Pomógł: 8 razy Wiek: 55 Dołączył: 06 Wrz 2017 Posty: 2925 Skąd: z doskoku
Wysłany: 2020-05-21, 13:49:04
irycki napisał/a:
Z oficjalnych danych wynika, że śmiertelnośćw Polsce jest w okolicy 5%, czyli jest dwukrotnie wyższa niż raportowane na świecie 2.5% (ponad 19tys przypadków i ponad 900 zgonów).
Podejrzewam że oficjalne dane są zaniżone, bo uprawiana jest "kreatywna księgowość"...
Reszta świata zaniża oficjalne dane, by Polska wypadła na tym tle tak niekorzystnie?
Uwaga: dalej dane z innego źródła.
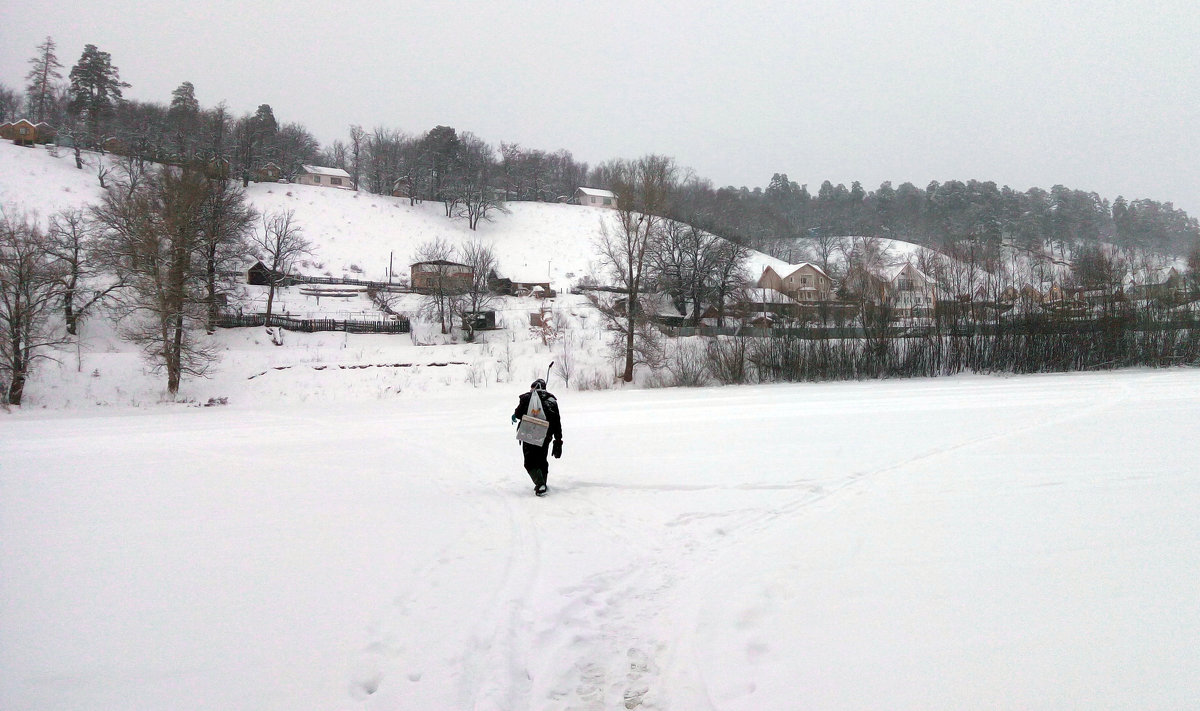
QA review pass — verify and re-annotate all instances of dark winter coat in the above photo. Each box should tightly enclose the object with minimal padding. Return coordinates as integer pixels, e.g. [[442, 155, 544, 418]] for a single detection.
[[512, 390, 563, 447]]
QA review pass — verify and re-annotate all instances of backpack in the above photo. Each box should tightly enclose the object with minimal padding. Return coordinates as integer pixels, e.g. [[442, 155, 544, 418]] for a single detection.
[[517, 390, 554, 447]]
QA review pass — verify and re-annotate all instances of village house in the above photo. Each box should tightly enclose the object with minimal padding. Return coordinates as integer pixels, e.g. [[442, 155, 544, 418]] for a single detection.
[[1128, 267, 1189, 299], [740, 288, 800, 322], [295, 166, 354, 190], [755, 262, 833, 301], [887, 262, 937, 317], [391, 175, 413, 198], [575, 187, 617, 209], [254, 163, 283, 183], [0, 119, 54, 145], [409, 259, 475, 292]]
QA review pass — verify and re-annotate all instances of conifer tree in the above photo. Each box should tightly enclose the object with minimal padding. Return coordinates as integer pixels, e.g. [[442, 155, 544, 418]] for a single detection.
[[68, 44, 128, 142]]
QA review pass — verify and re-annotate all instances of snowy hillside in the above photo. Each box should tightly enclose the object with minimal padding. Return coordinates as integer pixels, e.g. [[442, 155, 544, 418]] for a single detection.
[[0, 142, 784, 288], [0, 142, 782, 410]]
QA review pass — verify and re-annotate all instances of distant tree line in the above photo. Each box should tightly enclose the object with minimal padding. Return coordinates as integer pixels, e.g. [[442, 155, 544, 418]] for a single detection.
[[0, 37, 1200, 404], [7, 37, 1200, 259], [678, 173, 1200, 268]]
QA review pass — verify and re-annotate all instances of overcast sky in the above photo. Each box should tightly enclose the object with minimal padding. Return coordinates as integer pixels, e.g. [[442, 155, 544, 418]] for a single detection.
[[0, 0, 1200, 215]]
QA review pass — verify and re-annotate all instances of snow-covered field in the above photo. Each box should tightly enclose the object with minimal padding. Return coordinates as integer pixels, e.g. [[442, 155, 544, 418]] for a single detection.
[[0, 370, 1200, 711]]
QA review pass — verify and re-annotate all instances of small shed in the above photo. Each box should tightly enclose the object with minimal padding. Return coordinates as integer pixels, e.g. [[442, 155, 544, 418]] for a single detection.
[[462, 311, 496, 330], [409, 259, 475, 292], [254, 163, 283, 183], [575, 187, 617, 209], [0, 119, 54, 145], [391, 175, 413, 198], [295, 165, 354, 190], [246, 262, 287, 286]]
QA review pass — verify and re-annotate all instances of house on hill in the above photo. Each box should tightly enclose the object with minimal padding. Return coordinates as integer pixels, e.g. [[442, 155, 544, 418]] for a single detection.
[[254, 163, 283, 183], [295, 165, 354, 190], [755, 262, 833, 301], [391, 175, 413, 198], [574, 187, 617, 210], [887, 262, 937, 317], [409, 259, 475, 292], [0, 119, 54, 145]]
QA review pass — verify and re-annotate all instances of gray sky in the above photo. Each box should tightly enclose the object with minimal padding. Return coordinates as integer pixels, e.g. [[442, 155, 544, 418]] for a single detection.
[[7, 0, 1200, 215]]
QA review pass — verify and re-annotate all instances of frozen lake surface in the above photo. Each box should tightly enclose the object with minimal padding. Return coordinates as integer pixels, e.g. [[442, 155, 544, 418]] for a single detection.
[[0, 370, 1200, 711]]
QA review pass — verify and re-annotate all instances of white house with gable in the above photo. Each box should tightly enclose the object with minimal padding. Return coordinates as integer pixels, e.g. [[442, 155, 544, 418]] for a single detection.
[[295, 166, 354, 190], [575, 187, 617, 210]]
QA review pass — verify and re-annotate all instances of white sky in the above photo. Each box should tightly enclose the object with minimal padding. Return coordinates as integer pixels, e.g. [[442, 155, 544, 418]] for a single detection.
[[0, 0, 1200, 214]]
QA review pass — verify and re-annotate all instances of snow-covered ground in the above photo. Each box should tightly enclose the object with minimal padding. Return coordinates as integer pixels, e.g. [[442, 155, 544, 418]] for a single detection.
[[0, 369, 1200, 711]]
Czy też u nas jest dwa razy więcej przypadków, niż jest to zgłaszane?
_________________ Drużyna 2
Ostatnio zmieniony przez Hebius 2020-05-21, 13:50, w całości zmieniany 2 razy
Badania wykazały, że 14 proc. Rosjan już przechorowało koronawirusa bezobjawowo
Dobrowolne badanie na 40 tys. zdrowych Rosjan przeprowadzone przez prywatne moskiewskie laboratorium Invitro wykazało, że co siódmy ma w organizmie przeciwciała na koronawirusa.
Wysoki poziom zakażeń w Rosji, może skutkować tym, że nabędą oni odporności grupowej i druga fala jesienią ich ominie...
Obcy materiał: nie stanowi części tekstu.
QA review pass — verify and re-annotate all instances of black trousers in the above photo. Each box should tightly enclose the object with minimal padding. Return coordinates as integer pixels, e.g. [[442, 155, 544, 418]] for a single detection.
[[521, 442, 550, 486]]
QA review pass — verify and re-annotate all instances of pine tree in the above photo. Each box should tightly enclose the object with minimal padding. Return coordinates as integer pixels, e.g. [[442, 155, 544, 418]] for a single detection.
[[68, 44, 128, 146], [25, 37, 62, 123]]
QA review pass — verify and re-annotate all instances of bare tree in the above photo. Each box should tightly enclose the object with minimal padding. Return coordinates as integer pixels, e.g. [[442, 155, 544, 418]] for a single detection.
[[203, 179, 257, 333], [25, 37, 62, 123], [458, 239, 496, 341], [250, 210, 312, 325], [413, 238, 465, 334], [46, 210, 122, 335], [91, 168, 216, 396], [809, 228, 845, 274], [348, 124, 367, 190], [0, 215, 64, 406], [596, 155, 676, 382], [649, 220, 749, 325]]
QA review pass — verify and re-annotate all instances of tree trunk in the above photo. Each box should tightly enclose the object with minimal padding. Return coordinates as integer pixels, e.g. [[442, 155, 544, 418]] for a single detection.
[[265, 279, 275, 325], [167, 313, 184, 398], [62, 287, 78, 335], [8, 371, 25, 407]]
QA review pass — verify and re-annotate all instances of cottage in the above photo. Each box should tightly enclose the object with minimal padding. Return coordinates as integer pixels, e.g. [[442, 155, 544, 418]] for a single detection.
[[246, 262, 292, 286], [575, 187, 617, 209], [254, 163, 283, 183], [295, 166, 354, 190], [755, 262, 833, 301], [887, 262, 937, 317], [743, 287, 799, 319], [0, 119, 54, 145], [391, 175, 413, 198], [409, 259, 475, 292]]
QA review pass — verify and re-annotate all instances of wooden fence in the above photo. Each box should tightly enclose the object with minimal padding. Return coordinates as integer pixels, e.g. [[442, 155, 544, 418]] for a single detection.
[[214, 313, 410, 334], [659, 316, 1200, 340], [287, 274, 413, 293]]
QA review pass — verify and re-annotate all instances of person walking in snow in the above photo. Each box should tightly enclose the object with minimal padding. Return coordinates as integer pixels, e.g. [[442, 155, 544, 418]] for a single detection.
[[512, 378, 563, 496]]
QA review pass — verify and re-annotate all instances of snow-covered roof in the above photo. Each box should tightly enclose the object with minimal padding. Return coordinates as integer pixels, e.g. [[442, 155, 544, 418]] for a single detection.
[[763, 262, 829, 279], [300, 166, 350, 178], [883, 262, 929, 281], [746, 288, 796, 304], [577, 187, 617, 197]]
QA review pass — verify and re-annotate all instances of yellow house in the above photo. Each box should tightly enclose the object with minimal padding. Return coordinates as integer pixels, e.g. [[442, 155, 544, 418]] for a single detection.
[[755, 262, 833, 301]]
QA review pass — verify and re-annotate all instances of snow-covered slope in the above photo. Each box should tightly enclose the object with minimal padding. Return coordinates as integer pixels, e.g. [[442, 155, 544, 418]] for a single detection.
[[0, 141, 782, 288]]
Pomógł: 66 razy Wiek: 61 Dołączył: 01 Gru 2012 Posty: 11310 Skąd: Warszawa
Wysłany: 2020-07-12, 12:57:19
...Patrz pan, jak zdechło zainteresowanie do tematu... A media tak się wysilają, tak się natężają...
_________________ Z 24
Kynokephalos Moderator Członek Kapituły Samochodzikowej Książki Roku
Pomógł: 139 razy Dołączył: 07 Cze 2011 Posty: 6655 Skąd: z dużego miasta.
Wysłany: 2020-07-12, 15:10:42
W swoim imieniu powiem, że nadal jestem bardzo zainteresowany tematem, a życie nie wygląda tak, jak je pamiętam "sprzed".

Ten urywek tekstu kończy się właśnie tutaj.